As part of an upcoming series that the Rhino Den is doing I've been doing a lot of research in the area of suicides in the veteran community. Before I get to the actual statistics I really need to take a moment to thank Senator Bernie Sanders' (I-VT) office (specifically Emily Rampone) for the assistance. His office was the only legislative office to respond in more than a general "leave a message for our media director." I also have to thank the news desk of the Washington Post for being surprisingly helpful, and one of their reporters, David Finkel who I have gotten to know over the years. The folks at Business Insider were also willing to help me in this novice fumbling, though they could do little more than point me at organizations that might have contacts. I also have to point out Ami Neiberger-Miller, from TAPS.org for the truly exceptional work she does, as well as the passion she brings to the issue.
I still have yet to get any response from the VA, and the response from the DoD was mostly pointing me to official press releases but they have promised to put me in touch with the head of the suicide prevention program, which I'm genuinely looking forward to interviewing.
Now that I've said all that I need to point out something truly disturbing about the VA. Wanna know what that is? They actually have no idea just how many suicides are actually happening in the veteran community. The best guess based on data from 2 years ago (FY 2010) and has a variance of +/- 2 suicides a day with the presumptive rate being 22. The data is pretty sketchy because there are a lot of people they're not sure if they're veterans or not, and there are a lot of states whose information was not made available to the VA.
One important thing to take away from a lot of the gobilty gook is that not all, or even most of those 22 suicides a day are from Iraq and Afghanistan veterans. A majority are actually coming from Vietnam and Korea veterans (the WWII veterans have been dying of old age at a rate of roughly a thousand a day for years, so there are fewer and fewer of them to commit suicide). Despite this, the truth is that there are a painfully high number of veterans that are taking that final solution. Worse the trending of the data suggests the rate is increasing. If the rates were to suddenly drop again it would beg the question is it because the measures to prevent suicide are actually working, or are there just fewer veterans?
For the time being, the VA is in the process of transferring to a paperless system, and that might potentially increase the accuracy of the reporting. Unfortunately this is slow going. Worse still it seems that the DoD and the VA somehow got contracts for completely different systems that do not have the ability to talk to each other at all. Add to that the the VA is dependent on the states to tell them if the suicides they have were veterans or not which means there may be a lot of unreported suicides.
Unfortunately this only deepens the need to talk to a representative from the VA. There is only anecdotal numbers given. If I say 22 veterans kill themselves a day that's going to produce a knee jerk reaction. To be sure the backlog at the VA isn't helping, and there have been recorded cases of former service members killing themselves while waiting for the VA to enter them into treatment. But is that the norm or the exception? Are the suicides depression related, financial, or is there some other medical reason we may not know or understand?

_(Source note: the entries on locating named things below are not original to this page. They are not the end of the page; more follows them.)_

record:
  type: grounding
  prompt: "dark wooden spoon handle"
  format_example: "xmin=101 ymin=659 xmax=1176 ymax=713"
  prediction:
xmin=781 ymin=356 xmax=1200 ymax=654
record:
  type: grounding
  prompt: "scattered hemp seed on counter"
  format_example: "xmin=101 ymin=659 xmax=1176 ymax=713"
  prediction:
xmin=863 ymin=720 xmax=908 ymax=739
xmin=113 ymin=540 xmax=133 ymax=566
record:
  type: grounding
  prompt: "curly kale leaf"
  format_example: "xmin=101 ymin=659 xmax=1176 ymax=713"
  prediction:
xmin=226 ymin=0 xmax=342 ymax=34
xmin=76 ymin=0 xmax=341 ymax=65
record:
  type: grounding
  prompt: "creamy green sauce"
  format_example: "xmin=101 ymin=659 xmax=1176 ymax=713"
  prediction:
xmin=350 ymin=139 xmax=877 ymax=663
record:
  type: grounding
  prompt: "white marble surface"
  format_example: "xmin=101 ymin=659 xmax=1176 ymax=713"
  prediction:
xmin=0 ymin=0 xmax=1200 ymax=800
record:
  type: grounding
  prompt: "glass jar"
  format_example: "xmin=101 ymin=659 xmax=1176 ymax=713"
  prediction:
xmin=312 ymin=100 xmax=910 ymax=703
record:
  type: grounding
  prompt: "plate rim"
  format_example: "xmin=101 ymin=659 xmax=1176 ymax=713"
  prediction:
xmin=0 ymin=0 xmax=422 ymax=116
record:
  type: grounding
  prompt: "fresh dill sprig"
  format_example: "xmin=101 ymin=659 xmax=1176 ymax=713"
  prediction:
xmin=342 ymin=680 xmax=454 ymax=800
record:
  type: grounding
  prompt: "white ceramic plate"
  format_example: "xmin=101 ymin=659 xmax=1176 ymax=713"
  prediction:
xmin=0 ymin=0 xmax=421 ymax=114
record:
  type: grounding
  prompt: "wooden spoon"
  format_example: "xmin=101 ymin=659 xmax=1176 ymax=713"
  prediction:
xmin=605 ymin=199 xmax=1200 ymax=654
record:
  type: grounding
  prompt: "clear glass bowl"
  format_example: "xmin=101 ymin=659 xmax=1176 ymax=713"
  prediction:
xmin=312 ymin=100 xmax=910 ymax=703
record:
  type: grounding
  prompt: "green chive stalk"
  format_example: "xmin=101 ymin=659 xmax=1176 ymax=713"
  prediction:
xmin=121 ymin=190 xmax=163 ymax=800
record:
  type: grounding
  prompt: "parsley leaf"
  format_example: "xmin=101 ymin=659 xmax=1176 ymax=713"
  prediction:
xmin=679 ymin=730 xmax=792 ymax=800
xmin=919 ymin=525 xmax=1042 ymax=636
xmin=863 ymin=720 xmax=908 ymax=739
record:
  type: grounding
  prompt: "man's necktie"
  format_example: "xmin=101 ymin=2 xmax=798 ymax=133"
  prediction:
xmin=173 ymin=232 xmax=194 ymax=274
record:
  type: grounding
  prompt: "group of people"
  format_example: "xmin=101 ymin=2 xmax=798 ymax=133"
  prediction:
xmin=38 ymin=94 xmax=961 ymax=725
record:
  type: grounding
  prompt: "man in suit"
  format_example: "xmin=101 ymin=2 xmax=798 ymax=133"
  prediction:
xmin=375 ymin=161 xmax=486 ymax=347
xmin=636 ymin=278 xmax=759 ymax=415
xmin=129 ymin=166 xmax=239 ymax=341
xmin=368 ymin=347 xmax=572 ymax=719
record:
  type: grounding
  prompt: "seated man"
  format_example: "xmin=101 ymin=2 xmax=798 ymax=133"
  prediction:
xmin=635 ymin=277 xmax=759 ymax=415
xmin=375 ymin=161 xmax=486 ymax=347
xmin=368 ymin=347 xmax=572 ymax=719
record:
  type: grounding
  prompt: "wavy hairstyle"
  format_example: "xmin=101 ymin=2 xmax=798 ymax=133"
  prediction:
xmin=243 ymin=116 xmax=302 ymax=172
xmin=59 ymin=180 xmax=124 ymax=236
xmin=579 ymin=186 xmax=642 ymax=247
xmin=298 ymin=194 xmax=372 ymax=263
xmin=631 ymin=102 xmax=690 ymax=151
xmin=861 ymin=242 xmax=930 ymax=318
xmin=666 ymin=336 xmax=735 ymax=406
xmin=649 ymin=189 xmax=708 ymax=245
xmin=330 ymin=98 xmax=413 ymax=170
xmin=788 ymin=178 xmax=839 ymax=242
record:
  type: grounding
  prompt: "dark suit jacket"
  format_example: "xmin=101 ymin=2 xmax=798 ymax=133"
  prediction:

There have also been accounts of veterans arrested, their guns confiscated and their property stolen as they are forced into psychiatric in patient programs against their will because of things said to the hotline. It will take only one or two serious accounts of such a thing happening before the emergency hotline is viewed as the same kind of poison that going to mental health or not lying on the Post Deployment Health Reassessment (PDHRA) while on active duty. Even rumors of some of the repercussions that can face a soldier or veteran if they admit to suicidal ideation can poison the well so to speak and may lead to many treatment options going unused.
What the statistics in the report don't say is one one of the most fundamental questions plaguing those left behind; why? Why do they feel they had to kill themselves. Was it depression, anger, hopelessness? We're trying to fight this alarming rise in trends among the Active Guard and Reserve forces as well as the veterans, but we can't even really begin to do this until we have an accurate picture of what is actually going on. As much as I truly want to start working on my piece, I can't until I get to talk to someone in the Veterans Administration that can give me a clearer picture. As passionate as I and many others are on the subject we can not rely on anecdotes, rumors, and conclusions based on what we think is happening. We have to take the utmost care with this issue. In our haste to solve this problem we may actually exacerbate it. This is the one issue that we can not get wrong.